Ca peut être une belle pub pour le championnat italien ?
« Oui, comme le match du Napoli aujourd’hui. Beaucoup d’équipes jouent bien au football, notre championnat est en croissance. Le football que l’on joue est de niveau, ça sera un beau match ».

Vous préfériez la Roma de l’an dernier plus rapide, ou cette année plus physique ?
« Je pense que c’est mieux de mettre un peu de physique. Avoir le sceptre en jouant en vitesse est une valeur ajoutée mais le physique donne plus de choses car sur les coup francs ça décide des matchs. La vitesse et le physique te font passer outre les qualités de l’adversaire. La chose la plus évidente est que l’an dernier la Roma était sans Dzeko, cette année elle l’a. Quand l’an dernier il est venu me parler, je lui ai toujours dit que ma Roma je la voyais avec lui. Il me disait de se sentir un joueur différent par rapport à notre façon de jouer. Je lui ai répondu que ma Roma je la voyais avec une pointe physique, forte. Cette année on est un peu plus long mais il y a des pour et contre. Je préfère ainsi, avec plus de physique car j’ai plus de solutions. Quand le match se ferme un peu comme contre l’Astra Giurgu par exemple, le match se résout sur une balle perdue, avec un peu de physique. Il y a des équipes moins rapides et techniques qui cependant sont plus dures dans le caractère et font des résultats avec des actions individuelles et dans le duel physique dans la surface ».
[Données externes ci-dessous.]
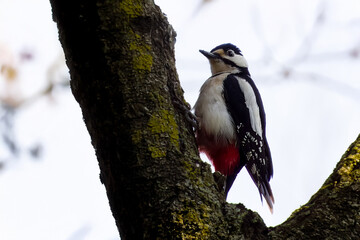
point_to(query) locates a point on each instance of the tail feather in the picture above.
(262, 183)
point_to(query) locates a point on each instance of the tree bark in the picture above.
(121, 60)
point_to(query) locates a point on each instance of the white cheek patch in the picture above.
(238, 60)
(251, 104)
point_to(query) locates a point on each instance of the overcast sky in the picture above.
(304, 58)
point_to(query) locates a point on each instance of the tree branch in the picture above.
(121, 60)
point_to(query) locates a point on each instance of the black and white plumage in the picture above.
(231, 120)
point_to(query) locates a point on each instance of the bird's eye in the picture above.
(230, 53)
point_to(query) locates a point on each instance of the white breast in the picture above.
(211, 110)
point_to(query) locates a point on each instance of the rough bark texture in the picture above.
(121, 60)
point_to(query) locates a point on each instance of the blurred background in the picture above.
(303, 56)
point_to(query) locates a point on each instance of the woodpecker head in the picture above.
(224, 58)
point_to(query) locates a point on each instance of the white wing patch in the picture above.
(251, 104)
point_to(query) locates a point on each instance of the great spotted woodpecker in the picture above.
(231, 120)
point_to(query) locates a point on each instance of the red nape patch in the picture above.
(225, 159)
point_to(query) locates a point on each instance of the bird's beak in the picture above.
(209, 55)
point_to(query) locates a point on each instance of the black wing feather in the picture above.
(254, 149)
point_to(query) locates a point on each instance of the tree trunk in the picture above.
(121, 60)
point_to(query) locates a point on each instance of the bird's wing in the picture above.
(246, 109)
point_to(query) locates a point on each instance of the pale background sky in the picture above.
(304, 58)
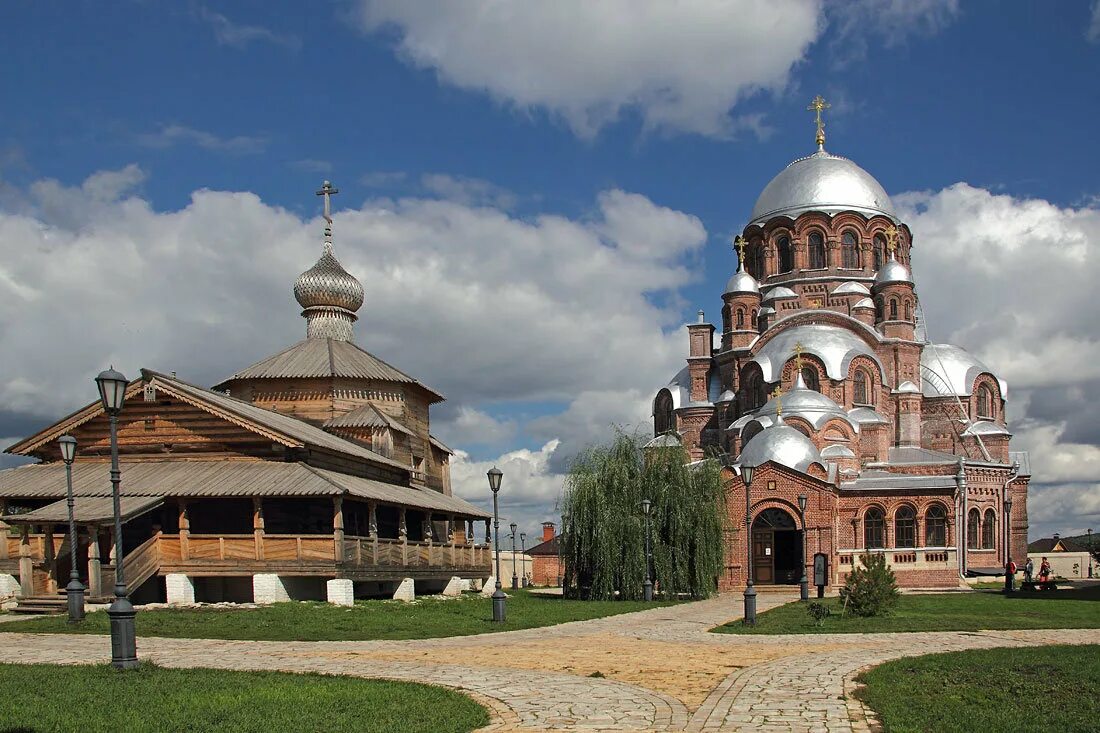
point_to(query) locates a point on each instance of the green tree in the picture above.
(604, 532)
La Roma a marqué le double en seconde période. Ca dépend des caractéristiques des joueurs ou d’une idée de jeu ?
« Non, ça peut être dangereux car tu risques de ne pas le faire à temps. Je préférerais ouvrir le score et le gérer. On a pas encore cette identité si forte et évidente, qu’on doit rechercher avant qu’il soit trop tard. On a la possibilité de faire notre marque mais on l’a pas encore bien modelée ».
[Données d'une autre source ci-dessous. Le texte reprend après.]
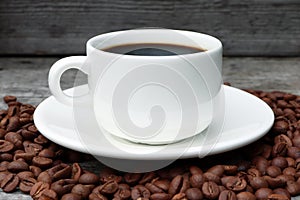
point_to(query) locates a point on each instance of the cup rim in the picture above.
(90, 43)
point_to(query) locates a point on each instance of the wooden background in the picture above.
(246, 27)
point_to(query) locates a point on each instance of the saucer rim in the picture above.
(190, 152)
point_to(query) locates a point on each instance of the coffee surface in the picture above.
(153, 49)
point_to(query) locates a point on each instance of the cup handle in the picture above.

Les prochains résultats peuvent influencer le mercato ?
« La Roma n’est pas liée au résultat du match. L’objectif est de toujours s’améliorer. On ne démonte pas une piscine à peine construire pour un résultat négatif. Le président met en pratique les intentions de celui qui parlait quand il est arrivé. La Roma doit être toujours plus forte ».
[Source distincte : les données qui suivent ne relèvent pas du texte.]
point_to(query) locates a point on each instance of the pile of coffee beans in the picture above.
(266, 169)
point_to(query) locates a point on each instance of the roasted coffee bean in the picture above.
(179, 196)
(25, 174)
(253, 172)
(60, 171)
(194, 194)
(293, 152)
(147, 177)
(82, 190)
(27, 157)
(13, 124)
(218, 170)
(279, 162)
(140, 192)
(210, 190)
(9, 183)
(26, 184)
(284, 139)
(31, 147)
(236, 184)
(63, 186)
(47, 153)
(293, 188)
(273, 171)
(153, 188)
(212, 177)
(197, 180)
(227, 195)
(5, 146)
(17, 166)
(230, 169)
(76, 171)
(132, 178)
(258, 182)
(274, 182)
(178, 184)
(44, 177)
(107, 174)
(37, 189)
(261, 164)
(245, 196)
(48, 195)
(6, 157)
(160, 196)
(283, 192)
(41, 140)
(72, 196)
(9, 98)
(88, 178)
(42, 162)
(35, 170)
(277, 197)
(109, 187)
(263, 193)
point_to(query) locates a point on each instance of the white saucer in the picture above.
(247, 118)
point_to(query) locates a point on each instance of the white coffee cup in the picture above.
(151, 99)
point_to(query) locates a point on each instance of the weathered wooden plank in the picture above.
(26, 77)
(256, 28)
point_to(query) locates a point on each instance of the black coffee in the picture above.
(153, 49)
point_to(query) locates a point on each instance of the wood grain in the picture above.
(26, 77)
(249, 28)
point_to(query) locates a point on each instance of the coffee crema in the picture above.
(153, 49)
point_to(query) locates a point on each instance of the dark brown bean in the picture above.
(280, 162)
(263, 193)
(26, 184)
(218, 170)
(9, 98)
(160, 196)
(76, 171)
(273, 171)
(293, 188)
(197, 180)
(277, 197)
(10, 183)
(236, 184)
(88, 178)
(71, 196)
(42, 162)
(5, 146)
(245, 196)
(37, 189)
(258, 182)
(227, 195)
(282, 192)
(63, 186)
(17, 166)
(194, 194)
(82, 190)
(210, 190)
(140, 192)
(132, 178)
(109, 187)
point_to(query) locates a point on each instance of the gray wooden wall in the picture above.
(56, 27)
Vous avez dit que la Roma était construite pour gagner…
« Montella l’a dit ».

Le favori ?
« Nous, on est à domicile, on est construit pour gagner et eux non ».

Salah pourrait rejouer avant la CAN ?
« S’il pouvait faire 20 minutes, il serait là déjà demain. Demain il faudra toutes les forces, donc on utilisera toutes les forces de la Roma ».